Question

A(6 1) B(8 2) and C(9 4) are three vertices of a parallelogram ABCD. If E is the mid point of DC. Find the area of the ∆ADE

Answer 1

midpoint of point A and point C is same as the midpoint of point B and point D so I assume a point D and find its coordinates . After D you can find the coordinates of E as E is the midpoint of DC. Now you have got all the three points of the triangle ADE. With the coordinates of these points determine the area of triangle ADE

Answer 2

Answer:

The area of ADE is 0.75 unit².

Step-by-step explanation:

A(6 1) B(8 2) and C(9 4) are three vertices of a parallelogram ABCD.

Area of triangle ABC is

$A=\frac{1}{2}(x_1(y_2-y_3)+x_2(y_3-y_1)+x_3(y_1-y_2))$

$A=\frac{1}{2}(6(2-4)+8(4-1)+9(1-2))=1.5$

ABCD is a parallelogram. E is mid point of DC.
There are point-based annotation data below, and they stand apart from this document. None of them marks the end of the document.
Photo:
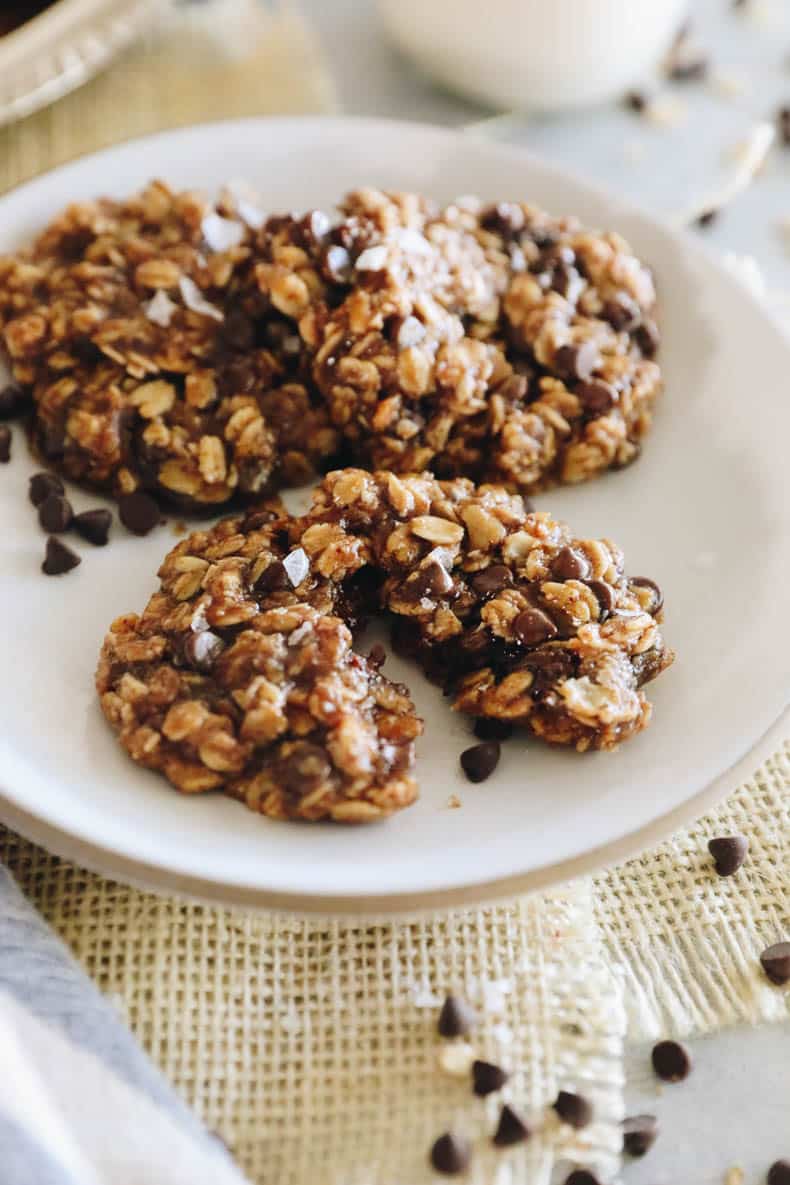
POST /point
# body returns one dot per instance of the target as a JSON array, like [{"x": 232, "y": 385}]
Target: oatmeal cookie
[
  {"x": 151, "y": 356},
  {"x": 238, "y": 678},
  {"x": 239, "y": 674},
  {"x": 518, "y": 619},
  {"x": 486, "y": 341}
]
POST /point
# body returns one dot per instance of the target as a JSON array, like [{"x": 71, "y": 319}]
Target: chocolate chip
[
  {"x": 648, "y": 338},
  {"x": 623, "y": 313},
  {"x": 577, "y": 362},
  {"x": 201, "y": 651},
  {"x": 450, "y": 1154},
  {"x": 776, "y": 962},
  {"x": 139, "y": 512},
  {"x": 636, "y": 101},
  {"x": 271, "y": 580},
  {"x": 94, "y": 526},
  {"x": 511, "y": 1128},
  {"x": 640, "y": 1133},
  {"x": 487, "y": 728},
  {"x": 778, "y": 1173},
  {"x": 597, "y": 397},
  {"x": 430, "y": 581},
  {"x": 481, "y": 760},
  {"x": 456, "y": 1018},
  {"x": 55, "y": 514},
  {"x": 707, "y": 217},
  {"x": 58, "y": 558},
  {"x": 533, "y": 627},
  {"x": 306, "y": 768},
  {"x": 784, "y": 125},
  {"x": 12, "y": 401},
  {"x": 573, "y": 1109},
  {"x": 644, "y": 582},
  {"x": 582, "y": 1177},
  {"x": 729, "y": 853},
  {"x": 604, "y": 595},
  {"x": 378, "y": 655},
  {"x": 42, "y": 485},
  {"x": 492, "y": 580},
  {"x": 487, "y": 1077},
  {"x": 570, "y": 565},
  {"x": 670, "y": 1061}
]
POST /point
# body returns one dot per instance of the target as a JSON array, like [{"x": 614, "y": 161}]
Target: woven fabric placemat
[{"x": 312, "y": 1046}]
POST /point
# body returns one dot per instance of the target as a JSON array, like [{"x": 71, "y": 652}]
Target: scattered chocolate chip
[
  {"x": 644, "y": 582},
  {"x": 776, "y": 962},
  {"x": 570, "y": 565},
  {"x": 670, "y": 1061},
  {"x": 456, "y": 1018},
  {"x": 640, "y": 1133},
  {"x": 12, "y": 401},
  {"x": 573, "y": 1109},
  {"x": 378, "y": 655},
  {"x": 636, "y": 101},
  {"x": 604, "y": 595},
  {"x": 487, "y": 1077},
  {"x": 42, "y": 485},
  {"x": 139, "y": 512},
  {"x": 729, "y": 853},
  {"x": 778, "y": 1173},
  {"x": 623, "y": 313},
  {"x": 783, "y": 119},
  {"x": 488, "y": 728},
  {"x": 58, "y": 558},
  {"x": 492, "y": 580},
  {"x": 481, "y": 760},
  {"x": 533, "y": 627},
  {"x": 511, "y": 1128},
  {"x": 55, "y": 514},
  {"x": 94, "y": 525},
  {"x": 582, "y": 1177},
  {"x": 648, "y": 338},
  {"x": 597, "y": 397},
  {"x": 450, "y": 1154},
  {"x": 707, "y": 217},
  {"x": 203, "y": 649},
  {"x": 577, "y": 362}
]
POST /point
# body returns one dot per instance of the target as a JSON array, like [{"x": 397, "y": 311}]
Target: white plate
[
  {"x": 705, "y": 512},
  {"x": 63, "y": 47}
]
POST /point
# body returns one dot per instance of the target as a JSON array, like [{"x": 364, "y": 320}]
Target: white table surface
[{"x": 734, "y": 1108}]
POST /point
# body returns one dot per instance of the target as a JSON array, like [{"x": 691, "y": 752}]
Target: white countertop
[{"x": 734, "y": 1108}]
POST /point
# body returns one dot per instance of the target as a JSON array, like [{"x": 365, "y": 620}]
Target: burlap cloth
[{"x": 312, "y": 1046}]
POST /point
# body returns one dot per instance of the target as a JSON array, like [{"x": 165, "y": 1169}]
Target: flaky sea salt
[
  {"x": 222, "y": 234},
  {"x": 455, "y": 1058},
  {"x": 372, "y": 258},
  {"x": 194, "y": 300},
  {"x": 159, "y": 309},
  {"x": 296, "y": 565}
]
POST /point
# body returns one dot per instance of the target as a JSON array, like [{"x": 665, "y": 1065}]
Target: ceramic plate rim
[{"x": 83, "y": 846}]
Here AC is the diagonal of ABCD. It means AC divides the area of parallelogram in two equal parts.

$Area(ABC)=Area(ACD)$

E is the mid point of DC. It means AE is median of ACD and divide the area of triangle ACD in two equal parts.

$Area(ADE)=\frac{Area(ACD)}{2}$

$Area(ADE)=\frac{Area(ABC)}{2}$

$Area(ADE)=\frac{1.5}{2}=0.75$

Therefore the area of ADE is 0.75 unit².